Unexpected large execution time

Hi Daniel,
Thank for introducing the concept of profiler to me. A few questions, if you do not mind:
1- After installing line_profiler, and issuing the command ’ kernprof -lv my_code.py’, what happens? Do I still need to run Python as usual: ‘python3 my_code.py’?

2- It also seems that I need to modify my_code.py and outside a function call to insert a line: ‘@profier’.
But how do you end this profiling if you are targeting a specific function? That is how do we indicate that a very specific function requires profiling and not all other functions?

Thanks a lot.

In case interested, I modified and simplified the code as follows so no other function call is used other than a simple stupid while loop:

from datetime import datetime
import gc

gc.disable() 
m=0
s = 2000
t = 500
j = 7
i = 750
all_multiplied = s * t * j * i
k = 0
start_time0 = datetime.now()
#for k in range (all_multiplied):
while (k < all_multiplied):
    m = m + 1
    k = k + 1

end_time0 = datetime.now()
elapsed_time0 = (end_time0 - start_time0).total_seconds() * 1000
print ("All done! Number of iterations = ", k+1, ", of the total= ",  all_multiplied)
print ("start time= ", start_time0)
print ("end   time= ", end_time0)
print (f"      Elapsed time: {elapsed_time0} miliseconds")
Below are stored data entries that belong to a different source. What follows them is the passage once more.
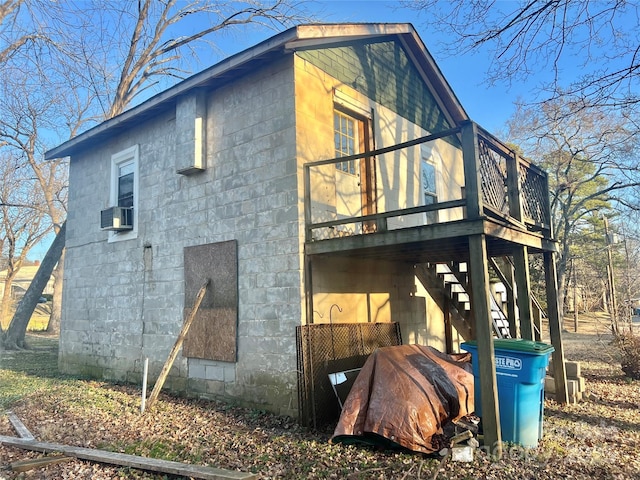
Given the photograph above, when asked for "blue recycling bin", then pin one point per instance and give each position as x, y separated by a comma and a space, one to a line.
521, 367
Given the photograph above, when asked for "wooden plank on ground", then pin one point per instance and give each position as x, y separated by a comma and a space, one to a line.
132, 461
30, 464
176, 347
19, 427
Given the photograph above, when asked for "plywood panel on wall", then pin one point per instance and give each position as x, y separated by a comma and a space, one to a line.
213, 334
I then ran the code twice. One resulted the execution in 2 hours as can be seen here:

All done! Number of iterations = 5250000001 , of the total= 5250000000
start time= 2023-05-12 19:18:55.621718
end time= 2023-05-12 20:52:51.384111

  •  Elapsed time: 5635762.393 miliseconds*
    

And the second one 5 hours!:

All done! Number of iterations = 5250000001 , of the total= 5250000000
start time= 2023-05-12 23:23:46.436322
end time= 2023-05-13 04:26:53.443783

  •  Elapsed time: 18187007.461000003 miliseconds*
    

So something really strange is going on here.

Also further info on my system:
I am on a MacBook Pro, macOS Mojave, 2.5 GHz Intel Core i5; with 8 GB 13333 MHz DDR3

And you’ve confirmed that this is true with garbage collection active, and with monotonic and perf_counter clocks too?
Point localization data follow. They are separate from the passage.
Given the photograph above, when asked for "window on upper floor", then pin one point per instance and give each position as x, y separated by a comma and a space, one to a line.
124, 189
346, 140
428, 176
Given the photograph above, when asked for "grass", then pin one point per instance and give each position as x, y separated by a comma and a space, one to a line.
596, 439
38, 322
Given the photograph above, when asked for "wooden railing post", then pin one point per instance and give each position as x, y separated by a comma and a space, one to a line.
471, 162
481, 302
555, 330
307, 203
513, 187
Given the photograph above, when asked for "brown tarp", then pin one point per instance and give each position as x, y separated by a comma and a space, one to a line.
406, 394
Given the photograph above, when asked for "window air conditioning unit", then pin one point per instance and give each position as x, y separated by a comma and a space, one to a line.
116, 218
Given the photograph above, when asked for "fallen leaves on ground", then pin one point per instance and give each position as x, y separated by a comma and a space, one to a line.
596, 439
This detail is irrelevant and distracting. n = 5250000000 would be better. A smaller and more rounded n would be even better. Posted code should be minimized and irrelevant detail eliminated.

You have been asked more than once to use a timer function designed to measure elapsed CPU time measurement instead off something not so designed. Using datetime.now across a ‘fall back’ wall clock change or a system clock resetting from the internet could even result in a negative elapsed time.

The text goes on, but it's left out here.